Just consider the experience and perspective they gain from working with a variety of corporate clients to scope the competitive landscape, court exceptional management leaders, and shape succession plans that are both solid enough to ensure continuity but adaptable enough to compensate for challenges looming just over the horizon.
In the course of conducting research for my just-published book, Deciding Who Leads, I was reminded by a number of executive recruiters and corporate leaders that perceptions about the quality of management, future financial opportunity, and recent market momentum move the best management candidates to gravitate to the most compelling job opportunities.
Ready to Jump
Likewise, whenever a company begins to falter, the sharpest executives can read the tea leaves and usually begin to leverage their network to make their next career move before things start to get ugly. That often leads them to the executive recruiters and almost immediately to some pretty serious discussions about why they want to leave their current employer.
The cumulative effect of that one-on-one intelligence gathering about executive attitudes—either perceptions of a bright future or a looming organizational meltdown—gives executive recruiters unparalleled vision into emerging business trends and the best executive career opportunities.
Take that kind of information, multiply it by several hundred interviews with executive interviews in the course of a year, and you begin to realize that executive recruiters' attitudes are actually a leading indicator about the health of organizations, and, for that matter, the broader economy.
The caliber and performance of senior corporate management is almost always suggestive of an organization's current and future financial performance. So who better to judge the trajectory of an organization than these external leadership scouts? And who better to provide us with compelling statements about future business trends than those recruiters who help move top executives to where the best action is?
Sniffing the Breeze
The world's most influential headhunters have a particularly acute sense for the business trends that may already be shifting the strategy and management demands for their myriad corporate clients. What follows are just some of the perspectives they've shared about the single global business trend that will most influence corporate performance in the future.
Tierney Remick, global managing director of the consumer/retail market for Korn/Ferry International (KFY), says she has already witnessing a global shift in consumer influence that will reshape the economic landscape. She points to "the globalization of consumerism, specifically the growing impact of consumer and economic independence in larger developing countries that have historically followed trends as opposed to setting them. They will create new centers of influence that will need to be understood by business leaders to compete effectively on a global scale."
Marylin L. Prince, co-founder of New York asset-management specialist search firm PrinceGoldsmith, says sustainable business practices will have a tremendous impact on future corporate earnings and on the search for leadership talent for some time to come. "Industry leaders will need to embrace the moral and economic principles of sustainable business to remain competitive and build successful companies," Prince contends.

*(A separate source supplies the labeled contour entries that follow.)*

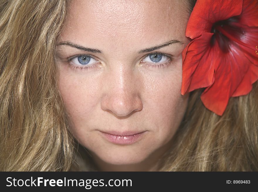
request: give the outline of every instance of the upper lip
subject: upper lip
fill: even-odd
[[[113,135],[116,135],[118,136],[128,136],[130,135],[133,135],[136,134],[141,133],[146,131],[100,131],[104,133],[110,134]]]

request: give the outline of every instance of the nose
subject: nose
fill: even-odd
[[[119,117],[125,117],[142,109],[140,81],[130,69],[120,68],[109,73],[101,108]]]

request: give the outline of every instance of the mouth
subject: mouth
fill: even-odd
[[[135,143],[141,138],[147,131],[140,132],[112,131],[105,132],[100,131],[104,137],[108,141],[120,145],[132,144]]]

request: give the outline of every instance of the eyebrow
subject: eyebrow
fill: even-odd
[[[150,48],[147,48],[147,49],[142,49],[138,52],[138,53],[140,54],[141,53],[147,53],[148,52],[150,52],[152,51],[154,51],[154,50],[156,50],[156,49],[160,49],[161,48],[162,48],[162,47],[164,47],[168,46],[168,45],[170,45],[172,44],[177,43],[179,43],[180,44],[184,44],[183,42],[182,41],[180,41],[179,40],[170,40],[170,41],[167,41],[166,42],[164,43],[163,43],[162,44],[161,44],[160,45],[159,45],[156,46],[155,46],[154,47],[150,47]]]
[[[68,45],[68,46],[74,48],[76,48],[77,49],[81,51],[87,51],[89,52],[94,53],[102,53],[102,52],[99,49],[92,49],[92,48],[86,47],[82,45],[76,44],[69,41],[60,42],[58,43],[57,45],[57,46],[62,45]]]
[[[138,52],[138,53],[140,54],[141,53],[147,53],[148,52],[150,52],[156,49],[158,49],[162,47],[163,47],[166,46],[168,46],[174,43],[179,43],[180,44],[183,44],[184,42],[182,41],[181,41],[179,40],[170,40],[167,42],[152,47],[150,48],[147,48],[143,49],[141,49]],[[72,43],[70,41],[63,41],[60,42],[58,43],[57,45],[57,46],[60,45],[67,45],[70,47],[74,48],[76,48],[79,50],[83,51],[87,51],[89,52],[91,52],[94,53],[102,53],[102,52],[96,49],[92,49],[92,48],[89,48],[88,47],[86,47],[82,45],[77,45],[73,43]]]

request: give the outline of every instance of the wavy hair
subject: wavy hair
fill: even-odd
[[[195,1],[189,1],[190,12]],[[77,152],[58,88],[56,42],[68,5],[0,0],[0,170],[93,167],[82,146]],[[258,171],[258,83],[253,85],[248,95],[231,98],[221,116],[203,105],[203,89],[191,92],[160,170]]]

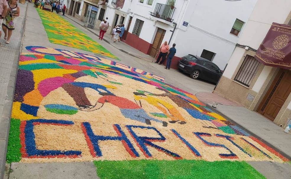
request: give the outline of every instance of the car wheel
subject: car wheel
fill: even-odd
[[[199,75],[200,74],[200,72],[199,71],[196,70],[194,70],[193,72],[190,74],[190,77],[193,79],[197,79],[199,77]]]

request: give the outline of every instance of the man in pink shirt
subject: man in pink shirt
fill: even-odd
[[[163,63],[164,61],[166,59],[166,57],[168,54],[168,52],[169,49],[170,47],[168,44],[168,42],[165,41],[164,43],[162,44],[161,48],[160,48],[160,50],[159,50],[159,52],[160,52],[160,54],[159,55],[159,57],[158,57],[157,61],[155,63],[159,63],[160,59],[161,59],[161,57],[162,57],[162,61],[160,63],[160,64]]]
[[[0,39],[1,39],[1,32],[2,31],[2,22],[7,13],[8,5],[6,0],[0,0]]]

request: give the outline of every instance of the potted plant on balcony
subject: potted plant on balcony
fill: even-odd
[[[172,10],[175,7],[175,1],[170,0],[168,3],[168,5],[171,6],[171,9]]]

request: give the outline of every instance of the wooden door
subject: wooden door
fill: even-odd
[[[259,106],[259,113],[274,121],[291,92],[290,79],[291,71],[280,70]]]
[[[151,51],[150,52],[150,55],[153,57],[155,57],[157,55],[161,45],[162,44],[162,41],[164,39],[166,30],[160,28],[158,28],[157,33],[156,34],[155,39],[153,40],[153,45],[152,46]]]
[[[74,7],[74,5],[75,4],[75,1],[71,1],[71,3],[70,4],[70,9],[69,10],[69,14],[70,16],[72,15],[73,14],[73,8]]]
[[[129,18],[129,20],[128,21],[128,24],[127,25],[127,27],[126,28],[126,30],[124,32],[124,34],[122,37],[122,38],[125,40],[126,40],[126,37],[127,37],[127,34],[128,33],[128,31],[129,30],[129,28],[130,27],[130,24],[131,24],[131,21],[132,20],[132,17],[130,16],[130,17]]]

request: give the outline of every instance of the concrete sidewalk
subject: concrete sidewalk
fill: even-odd
[[[99,37],[99,29],[93,29],[90,28],[87,28],[84,26],[84,22],[76,19],[75,18],[72,16],[63,16],[63,17],[65,19],[67,18],[70,19],[78,24],[83,26],[84,28],[86,28],[88,30],[93,33]],[[103,40],[113,46],[122,52],[134,57],[136,58],[150,62],[152,62],[154,59],[154,58],[148,55],[143,53],[141,52],[130,46],[122,41],[121,41],[118,42],[117,41],[116,42],[114,42],[114,38],[112,39],[111,39],[111,35],[105,33],[104,34]]]
[[[5,43],[3,32],[0,39],[0,179],[3,177],[6,161],[12,105],[28,3],[18,4],[20,15],[14,20],[15,29],[10,43]]]
[[[195,95],[218,114],[291,160],[291,133],[284,132],[283,129],[262,115],[217,95],[198,92]],[[211,107],[214,102],[219,104],[216,109]]]

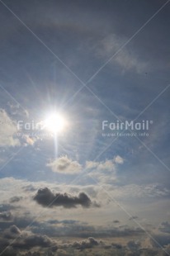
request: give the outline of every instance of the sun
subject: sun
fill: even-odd
[[[64,131],[65,126],[65,118],[59,113],[50,114],[43,121],[44,128],[54,134]]]

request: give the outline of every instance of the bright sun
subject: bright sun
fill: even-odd
[[[50,114],[44,121],[44,128],[52,133],[59,133],[64,130],[66,121],[64,117],[58,113]]]

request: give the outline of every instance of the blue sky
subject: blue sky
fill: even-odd
[[[10,212],[27,229],[44,209],[40,197],[66,193],[74,197],[64,197],[68,206],[56,203],[31,232],[41,223],[48,233],[51,219],[58,230],[64,219],[66,236],[83,220],[100,234],[117,220],[116,232],[144,228],[168,252],[159,236],[170,216],[169,8],[159,0],[0,1],[0,217]],[[56,112],[59,132],[24,128]],[[149,129],[102,130],[103,121],[134,120]]]

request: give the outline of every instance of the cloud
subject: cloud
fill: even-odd
[[[114,160],[115,160],[115,163],[116,163],[116,164],[121,164],[124,163],[124,159],[122,159],[120,155],[116,155],[115,157]]]
[[[116,34],[109,35],[99,42],[96,55],[105,59],[111,58],[126,40],[126,38],[117,36]],[[141,60],[141,57],[135,54],[134,49],[130,50],[127,47],[119,52],[111,63],[116,63],[125,71],[132,69],[137,73],[144,72],[147,67],[147,64]]]
[[[92,203],[88,196],[84,192],[80,192],[78,196],[72,196],[68,193],[53,193],[48,187],[38,190],[34,200],[43,206],[64,206],[65,208],[82,206],[87,208],[92,206],[97,206]]]
[[[7,239],[15,239],[17,236],[21,235],[21,231],[18,227],[12,225],[4,231],[4,237]]]
[[[18,146],[20,141],[15,135],[17,132],[17,124],[5,111],[0,108],[0,147]]]
[[[97,169],[101,171],[114,171],[116,170],[116,164],[123,164],[124,159],[116,155],[113,159],[106,160],[102,162],[94,162],[94,161],[87,161],[86,162],[86,168],[87,169]]]
[[[138,216],[131,216],[129,220],[136,220],[138,219]]]
[[[53,247],[57,249],[57,244],[47,235],[33,234],[31,231],[21,231],[20,229],[13,225],[4,230],[4,238],[14,239],[12,246],[18,249],[31,249],[40,246],[40,248]]]
[[[62,156],[49,163],[47,166],[50,167],[54,173],[73,174],[81,171],[82,167],[77,161],[73,161],[66,155]]]
[[[93,237],[88,237],[87,239],[83,240],[81,242],[75,241],[72,246],[76,249],[87,249],[87,248],[92,248],[94,246],[97,246],[99,244],[99,242],[96,240]]]
[[[165,246],[170,244],[170,236],[169,234],[154,234],[153,235],[153,239],[150,239],[151,244],[154,247]],[[160,245],[159,245],[160,244]]]
[[[2,211],[0,212],[0,220],[12,220],[12,216],[10,211]]]
[[[120,223],[120,221],[118,220],[113,220],[113,223]]]
[[[10,198],[10,202],[12,203],[12,202],[17,202],[19,201],[21,201],[21,199],[22,199],[22,197],[12,197]]]

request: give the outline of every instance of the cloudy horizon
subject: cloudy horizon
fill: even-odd
[[[0,0],[0,255],[170,255],[169,2]]]

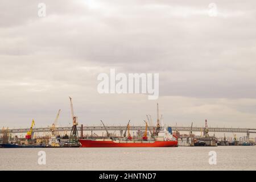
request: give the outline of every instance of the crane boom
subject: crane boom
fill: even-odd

The free flow of human and intellectual capital made possible by Internet technology is the moving force that will alter the course of many businesses, says Anne Lim O'Brien, a managing director at Russell Reynolds Associates. The fluidity of those forces, she offers, "provides speed and access to talent where you want it, when you want it. New media/social networking trends feed this flow."
A Share of the Blame
Recognizing how lackluster or incompetent corporate management has hurt shareholders and led to scandal in recent years, Robert J. Brudno, managing director of Savoy Partners in Washington, offers his view of something that should influence future organizational performance.

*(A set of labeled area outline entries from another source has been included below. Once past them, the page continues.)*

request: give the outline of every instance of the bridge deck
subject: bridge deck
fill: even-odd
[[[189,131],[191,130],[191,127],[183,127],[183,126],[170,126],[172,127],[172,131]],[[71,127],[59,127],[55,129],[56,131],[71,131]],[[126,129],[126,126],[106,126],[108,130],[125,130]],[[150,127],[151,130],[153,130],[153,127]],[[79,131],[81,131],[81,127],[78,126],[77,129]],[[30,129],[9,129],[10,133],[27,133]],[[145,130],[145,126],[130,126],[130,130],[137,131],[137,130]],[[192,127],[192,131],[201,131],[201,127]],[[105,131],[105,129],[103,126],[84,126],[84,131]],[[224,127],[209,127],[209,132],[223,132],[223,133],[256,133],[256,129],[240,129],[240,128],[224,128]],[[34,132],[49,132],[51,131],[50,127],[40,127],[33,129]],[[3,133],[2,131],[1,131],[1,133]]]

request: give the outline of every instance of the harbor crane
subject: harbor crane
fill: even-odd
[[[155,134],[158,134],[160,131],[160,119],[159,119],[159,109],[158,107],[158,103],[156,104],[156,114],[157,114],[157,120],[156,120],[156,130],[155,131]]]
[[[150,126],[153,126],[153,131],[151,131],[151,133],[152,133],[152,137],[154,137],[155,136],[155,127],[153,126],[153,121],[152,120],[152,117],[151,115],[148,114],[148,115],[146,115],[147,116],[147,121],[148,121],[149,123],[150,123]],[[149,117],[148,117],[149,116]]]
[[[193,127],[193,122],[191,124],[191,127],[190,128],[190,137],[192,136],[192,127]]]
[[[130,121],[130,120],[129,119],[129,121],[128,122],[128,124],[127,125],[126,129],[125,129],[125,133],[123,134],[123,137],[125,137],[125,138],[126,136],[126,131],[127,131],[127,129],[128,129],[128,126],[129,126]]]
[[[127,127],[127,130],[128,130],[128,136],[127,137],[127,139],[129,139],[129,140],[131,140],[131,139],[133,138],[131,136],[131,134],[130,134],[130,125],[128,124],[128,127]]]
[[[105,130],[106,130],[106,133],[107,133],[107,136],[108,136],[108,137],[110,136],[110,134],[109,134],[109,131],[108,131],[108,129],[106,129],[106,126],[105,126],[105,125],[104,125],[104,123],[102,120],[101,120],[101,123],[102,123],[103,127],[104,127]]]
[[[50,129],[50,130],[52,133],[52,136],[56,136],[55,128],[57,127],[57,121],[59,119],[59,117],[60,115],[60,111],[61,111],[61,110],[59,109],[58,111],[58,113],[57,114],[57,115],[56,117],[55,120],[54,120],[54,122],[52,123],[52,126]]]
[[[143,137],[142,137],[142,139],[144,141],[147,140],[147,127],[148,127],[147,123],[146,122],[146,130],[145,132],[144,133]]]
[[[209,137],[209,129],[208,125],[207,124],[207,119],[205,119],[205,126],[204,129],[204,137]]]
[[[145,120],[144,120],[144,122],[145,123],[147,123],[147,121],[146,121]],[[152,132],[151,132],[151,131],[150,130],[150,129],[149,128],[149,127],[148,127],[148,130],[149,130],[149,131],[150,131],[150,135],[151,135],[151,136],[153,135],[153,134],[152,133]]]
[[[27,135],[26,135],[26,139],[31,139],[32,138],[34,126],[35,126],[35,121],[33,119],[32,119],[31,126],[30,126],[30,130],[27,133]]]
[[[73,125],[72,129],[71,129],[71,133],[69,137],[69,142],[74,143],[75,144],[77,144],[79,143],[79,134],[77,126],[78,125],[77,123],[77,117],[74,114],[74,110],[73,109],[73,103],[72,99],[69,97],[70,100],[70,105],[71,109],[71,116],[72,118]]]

That, he offers, is "greater professional and moral accountability from those who recruit, install, and maintain weak corporate leaders. In the case of most well-publicized meltdowns of companies, it is rare that insiders did not know that bad things were likely to occur." Certainly he's counting some misguided executive recruiters among them.
Furthermore, Brudno opines, "too many people pay no price for the damage they cause, and their enablers are rarely held to account. Fix that and watch performance soar."

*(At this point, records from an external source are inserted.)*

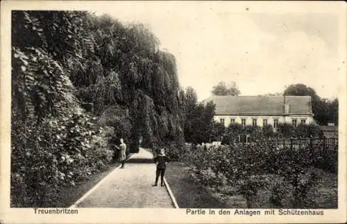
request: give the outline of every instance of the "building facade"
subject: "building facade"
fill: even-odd
[[[212,96],[205,100],[216,104],[214,119],[230,123],[277,128],[280,123],[296,127],[314,122],[310,96]]]

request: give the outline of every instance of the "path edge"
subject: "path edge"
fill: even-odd
[[[132,154],[131,156],[129,157],[129,158],[126,159],[126,161],[128,161],[133,156],[133,154]],[[99,186],[103,182],[105,182],[105,180],[113,173],[115,172],[117,169],[119,168],[121,166],[121,163],[118,165],[113,170],[112,170],[111,172],[110,172],[109,174],[108,174],[106,176],[105,176],[103,179],[101,179],[96,184],[95,184],[90,190],[89,190],[88,191],[87,191],[87,193],[85,193],[84,195],[82,195],[82,197],[81,197],[78,200],[76,201],[76,202],[74,202],[74,204],[72,204],[71,205],[70,205],[70,207],[69,207],[69,209],[73,209],[73,208],[76,208],[78,207],[78,205],[82,202],[85,199],[85,198],[87,198],[87,196],[89,196],[92,193],[93,193],[97,188],[98,186]]]
[[[170,198],[172,200],[172,203],[174,204],[175,209],[179,209],[180,207],[178,207],[178,205],[177,204],[177,201],[176,200],[176,198],[174,195],[174,193],[172,193],[171,189],[170,189],[170,186],[169,186],[169,184],[167,183],[165,177],[164,177],[164,183],[165,184],[167,191],[169,193],[169,195],[170,196]]]

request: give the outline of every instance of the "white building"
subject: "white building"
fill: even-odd
[[[262,127],[279,123],[296,126],[314,122],[310,96],[212,96],[216,104],[214,120]]]

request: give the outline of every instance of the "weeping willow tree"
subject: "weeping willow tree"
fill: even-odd
[[[138,151],[140,137],[144,147],[173,143],[181,147],[175,57],[160,51],[159,40],[141,24],[89,15],[83,26],[92,51],[69,65],[83,106],[113,126],[115,135],[126,138],[132,152]],[[122,122],[131,125],[125,128]]]

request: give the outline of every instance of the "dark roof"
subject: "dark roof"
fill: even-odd
[[[310,96],[212,96],[216,115],[283,115],[285,103],[289,115],[312,115]]]

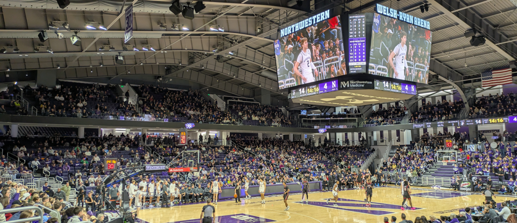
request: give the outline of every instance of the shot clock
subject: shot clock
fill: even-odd
[[[116,169],[116,159],[107,159],[104,160],[104,170],[113,171]]]
[[[444,147],[446,149],[452,149],[454,146],[454,142],[452,139],[446,139],[444,142]]]

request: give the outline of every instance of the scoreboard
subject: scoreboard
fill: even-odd
[[[366,72],[366,14],[348,16],[348,66],[350,73]]]
[[[104,160],[104,170],[112,171],[116,169],[116,159],[106,159]]]
[[[452,149],[454,147],[454,141],[452,139],[446,139],[444,141],[444,147],[446,149]]]
[[[179,130],[179,143],[178,145],[186,145],[187,142],[187,129],[181,129]]]

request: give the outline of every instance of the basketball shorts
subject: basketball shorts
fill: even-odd
[[[404,198],[407,198],[407,199],[411,199],[411,196],[409,196],[409,195],[408,194],[407,194],[407,193],[404,193],[404,195],[402,196],[402,197]]]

One consensus view offered by many of the most influential executive recruiters revolves around the growing influence of China and India. "The ability to expand in new markets and the capacity to reposition your business in new lines of activity while your core business or expertise is either disappearing or becoming a commodity," says Marc Lamy, a Paris-based partner and managing director with Boyden, is going to shape future business performance in ways that are just beginning to be revealed.
That suggests that more business leaders, and, for that matter, more of the world's executive recruiters, are going to have to balance intense focus on the challenges directly in front of them with a broader, global view of business trends before their full impact is widely felt.